Recent gamification efforts from brands like Chiquita, HP and Sephora have succeeded, increasing confidence that, if applied correctly, the right gamification strategy can work.

The biggest perk to incorporating gamification into a marketing strategy is its ability to boost brand engagement. So for marketers, the questions remains: How exactly does gamification help increase engagement?

  • Involvement: Gamification can foster participation by increasing site returns, new visitors and registrations through reward systems and incentivized word-of-mouth efforts. For example, when Chiquita sponsored the movie Rio, it worked with Bunchball to create a microsite where consumers could win badges by watching Rio movie clips. The company indicated it received 8,000 unique visitors after launch, dwarfing the success of past promotions.
  • Interaction: Marketers need visitors to spend time with their content and brand in order to foster engagement. Using gamification, marketers can set up the action-reward dynamic for specific engagement they want to increase. For instance, a leading computer manufacturer launched a gamified Facebook app for college students with the goal of promoting its educational computer site — and six weeks after launch saw program participation increase 10 times, with one-in-six users submitting essays and one-in-three visiting the educational computing site.
  • Intimacy: Consumers are able to connect with a brand more intimately when they’re interacting in real-time versus visiting a static brand website. And more importantly, gamification provides a fun and rewarding environment for consumers, which often increases brand affinity. For example, Allkpop, the Korean pop celebrity gossip and news site, worked with Badgeville to motivate behaviors such as commenting, sharing links and following Allkpop social sites. The result: All behaviors saw an uptick, as did consumer sentiment and excitement for the site.
  • Influence: Word-of-mouth marketing has taken off recently, and companies have realized it can have a significant effect on brand visibility. Gamification taps into WOM by giving users incentives to include their friends. SCVNGR, the location-based mobile gaming platform, says that 42% of players broadcast their play to social networks. And with the metrics available, marketers can track not only the users who shared content on social networks, but also the percentage of their friends who click back to the brand.

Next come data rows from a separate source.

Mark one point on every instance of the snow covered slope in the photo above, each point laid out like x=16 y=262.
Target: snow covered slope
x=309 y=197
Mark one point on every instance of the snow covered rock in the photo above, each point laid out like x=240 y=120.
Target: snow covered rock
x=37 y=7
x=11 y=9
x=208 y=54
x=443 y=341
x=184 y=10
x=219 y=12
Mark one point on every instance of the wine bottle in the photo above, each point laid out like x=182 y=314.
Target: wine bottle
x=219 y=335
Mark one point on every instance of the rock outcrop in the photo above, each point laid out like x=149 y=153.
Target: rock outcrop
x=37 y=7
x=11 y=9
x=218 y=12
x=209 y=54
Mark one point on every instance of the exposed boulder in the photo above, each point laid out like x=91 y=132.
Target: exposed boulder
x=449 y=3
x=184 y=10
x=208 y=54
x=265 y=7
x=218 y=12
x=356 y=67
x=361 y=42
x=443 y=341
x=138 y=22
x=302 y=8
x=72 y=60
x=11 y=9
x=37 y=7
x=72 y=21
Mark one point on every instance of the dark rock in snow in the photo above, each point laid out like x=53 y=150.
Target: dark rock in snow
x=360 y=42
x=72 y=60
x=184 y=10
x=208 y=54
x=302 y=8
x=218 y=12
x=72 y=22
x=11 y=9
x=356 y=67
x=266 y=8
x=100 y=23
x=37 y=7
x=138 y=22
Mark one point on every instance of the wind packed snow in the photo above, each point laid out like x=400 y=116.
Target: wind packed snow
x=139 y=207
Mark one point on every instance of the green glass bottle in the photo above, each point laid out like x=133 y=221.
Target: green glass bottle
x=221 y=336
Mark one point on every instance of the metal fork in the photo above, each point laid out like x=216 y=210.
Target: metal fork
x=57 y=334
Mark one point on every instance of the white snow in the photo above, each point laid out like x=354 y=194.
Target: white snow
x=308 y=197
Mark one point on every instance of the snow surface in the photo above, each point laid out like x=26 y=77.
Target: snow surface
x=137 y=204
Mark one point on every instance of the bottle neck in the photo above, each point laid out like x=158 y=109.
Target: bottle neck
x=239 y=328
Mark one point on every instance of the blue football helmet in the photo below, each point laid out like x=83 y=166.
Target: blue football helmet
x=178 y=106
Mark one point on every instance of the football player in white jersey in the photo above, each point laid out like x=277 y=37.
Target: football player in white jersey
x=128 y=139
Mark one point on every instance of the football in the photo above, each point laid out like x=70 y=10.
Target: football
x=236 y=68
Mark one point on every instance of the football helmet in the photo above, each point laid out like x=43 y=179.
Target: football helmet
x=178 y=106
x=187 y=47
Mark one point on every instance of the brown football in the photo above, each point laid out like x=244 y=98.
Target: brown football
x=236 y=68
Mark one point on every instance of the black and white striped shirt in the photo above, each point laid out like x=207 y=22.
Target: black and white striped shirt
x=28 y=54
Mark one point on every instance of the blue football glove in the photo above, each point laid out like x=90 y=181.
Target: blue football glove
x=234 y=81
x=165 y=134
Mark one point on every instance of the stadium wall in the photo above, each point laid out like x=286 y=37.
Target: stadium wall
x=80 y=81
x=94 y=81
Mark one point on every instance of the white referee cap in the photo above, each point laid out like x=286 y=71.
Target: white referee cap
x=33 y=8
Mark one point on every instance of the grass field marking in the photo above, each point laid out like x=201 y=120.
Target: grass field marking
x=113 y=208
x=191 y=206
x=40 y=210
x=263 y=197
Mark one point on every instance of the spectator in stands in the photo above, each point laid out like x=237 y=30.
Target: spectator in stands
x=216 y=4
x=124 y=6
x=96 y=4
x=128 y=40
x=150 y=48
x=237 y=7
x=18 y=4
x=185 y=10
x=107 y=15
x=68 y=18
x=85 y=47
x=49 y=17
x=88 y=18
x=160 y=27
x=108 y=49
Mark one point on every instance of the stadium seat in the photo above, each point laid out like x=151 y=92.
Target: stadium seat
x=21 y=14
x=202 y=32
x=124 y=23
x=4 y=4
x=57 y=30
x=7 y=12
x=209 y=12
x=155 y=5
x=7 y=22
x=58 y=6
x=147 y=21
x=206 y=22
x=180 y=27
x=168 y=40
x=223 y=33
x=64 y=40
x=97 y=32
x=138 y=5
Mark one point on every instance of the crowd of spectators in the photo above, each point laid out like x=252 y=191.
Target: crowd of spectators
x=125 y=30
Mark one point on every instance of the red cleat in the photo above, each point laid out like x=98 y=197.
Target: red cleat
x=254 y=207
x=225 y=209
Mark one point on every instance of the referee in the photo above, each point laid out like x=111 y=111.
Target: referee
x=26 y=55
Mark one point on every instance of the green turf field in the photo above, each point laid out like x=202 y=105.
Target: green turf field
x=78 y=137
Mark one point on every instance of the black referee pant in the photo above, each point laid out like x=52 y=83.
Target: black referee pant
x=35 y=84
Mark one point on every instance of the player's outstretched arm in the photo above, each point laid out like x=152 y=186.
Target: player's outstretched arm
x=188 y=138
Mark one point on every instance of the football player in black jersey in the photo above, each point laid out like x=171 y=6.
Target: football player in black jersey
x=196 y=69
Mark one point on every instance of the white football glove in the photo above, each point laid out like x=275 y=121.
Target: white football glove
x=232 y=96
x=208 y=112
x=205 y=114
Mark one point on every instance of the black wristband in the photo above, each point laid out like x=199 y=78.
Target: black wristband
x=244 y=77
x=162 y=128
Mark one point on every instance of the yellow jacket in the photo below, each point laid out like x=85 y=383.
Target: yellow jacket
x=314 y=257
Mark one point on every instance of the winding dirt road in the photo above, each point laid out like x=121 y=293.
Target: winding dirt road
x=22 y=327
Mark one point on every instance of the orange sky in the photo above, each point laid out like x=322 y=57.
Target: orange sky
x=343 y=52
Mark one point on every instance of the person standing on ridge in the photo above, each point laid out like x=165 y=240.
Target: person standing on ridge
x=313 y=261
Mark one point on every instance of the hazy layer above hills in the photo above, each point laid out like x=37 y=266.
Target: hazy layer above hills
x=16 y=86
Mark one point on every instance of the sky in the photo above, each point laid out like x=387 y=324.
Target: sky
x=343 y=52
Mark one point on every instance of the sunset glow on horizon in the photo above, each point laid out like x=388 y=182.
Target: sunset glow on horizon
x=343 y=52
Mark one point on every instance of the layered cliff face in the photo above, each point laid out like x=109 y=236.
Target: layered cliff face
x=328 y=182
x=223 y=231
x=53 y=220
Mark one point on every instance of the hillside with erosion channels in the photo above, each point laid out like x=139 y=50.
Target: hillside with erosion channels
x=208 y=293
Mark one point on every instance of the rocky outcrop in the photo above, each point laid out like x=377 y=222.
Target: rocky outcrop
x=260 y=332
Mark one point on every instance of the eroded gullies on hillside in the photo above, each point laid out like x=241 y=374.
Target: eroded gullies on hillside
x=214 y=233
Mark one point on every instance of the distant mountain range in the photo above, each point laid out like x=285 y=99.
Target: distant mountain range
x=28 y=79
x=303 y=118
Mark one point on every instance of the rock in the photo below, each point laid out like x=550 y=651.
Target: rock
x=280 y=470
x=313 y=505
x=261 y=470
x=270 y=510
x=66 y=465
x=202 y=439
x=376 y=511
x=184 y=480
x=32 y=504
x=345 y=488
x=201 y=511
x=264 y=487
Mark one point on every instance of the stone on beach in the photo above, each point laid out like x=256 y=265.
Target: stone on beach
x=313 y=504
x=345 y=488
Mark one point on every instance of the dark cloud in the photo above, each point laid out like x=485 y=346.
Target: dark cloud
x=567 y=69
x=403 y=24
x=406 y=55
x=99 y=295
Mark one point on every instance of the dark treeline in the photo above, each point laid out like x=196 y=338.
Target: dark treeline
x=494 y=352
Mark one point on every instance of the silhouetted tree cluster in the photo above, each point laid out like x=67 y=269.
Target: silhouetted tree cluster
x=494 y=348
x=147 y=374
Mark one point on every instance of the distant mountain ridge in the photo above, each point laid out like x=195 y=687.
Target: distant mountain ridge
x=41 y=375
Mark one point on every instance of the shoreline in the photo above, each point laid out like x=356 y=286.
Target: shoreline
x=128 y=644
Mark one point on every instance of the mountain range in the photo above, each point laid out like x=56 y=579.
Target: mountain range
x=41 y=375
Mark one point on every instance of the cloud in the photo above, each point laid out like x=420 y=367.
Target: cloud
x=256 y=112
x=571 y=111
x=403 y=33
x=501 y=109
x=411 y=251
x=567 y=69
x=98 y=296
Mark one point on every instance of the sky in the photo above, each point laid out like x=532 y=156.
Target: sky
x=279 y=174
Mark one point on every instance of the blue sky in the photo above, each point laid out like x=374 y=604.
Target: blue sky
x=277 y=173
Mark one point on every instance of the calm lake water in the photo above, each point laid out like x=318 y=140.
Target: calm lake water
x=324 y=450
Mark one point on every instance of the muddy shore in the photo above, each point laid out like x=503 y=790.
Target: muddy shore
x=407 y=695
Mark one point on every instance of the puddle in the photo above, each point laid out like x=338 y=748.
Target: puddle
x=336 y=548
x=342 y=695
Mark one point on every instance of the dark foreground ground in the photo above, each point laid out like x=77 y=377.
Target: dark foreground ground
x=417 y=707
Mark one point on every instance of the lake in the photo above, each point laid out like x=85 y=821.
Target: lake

There is a plethora of game mechanics available that marketers can use to increase consumer engagement. However, no matter what game mechanics are implemented into a marketing strategy, it’s important to remember that gamification will only deliver results if implemented correctly. This means ensuring that gamification complements the current strategy, and can be maintained in the long term. Founder of Bunchball Rajat Paharias says, “The core content experience needs to be good, compelling and meaningful. And as long as that is there, these tools drive actions around the content.”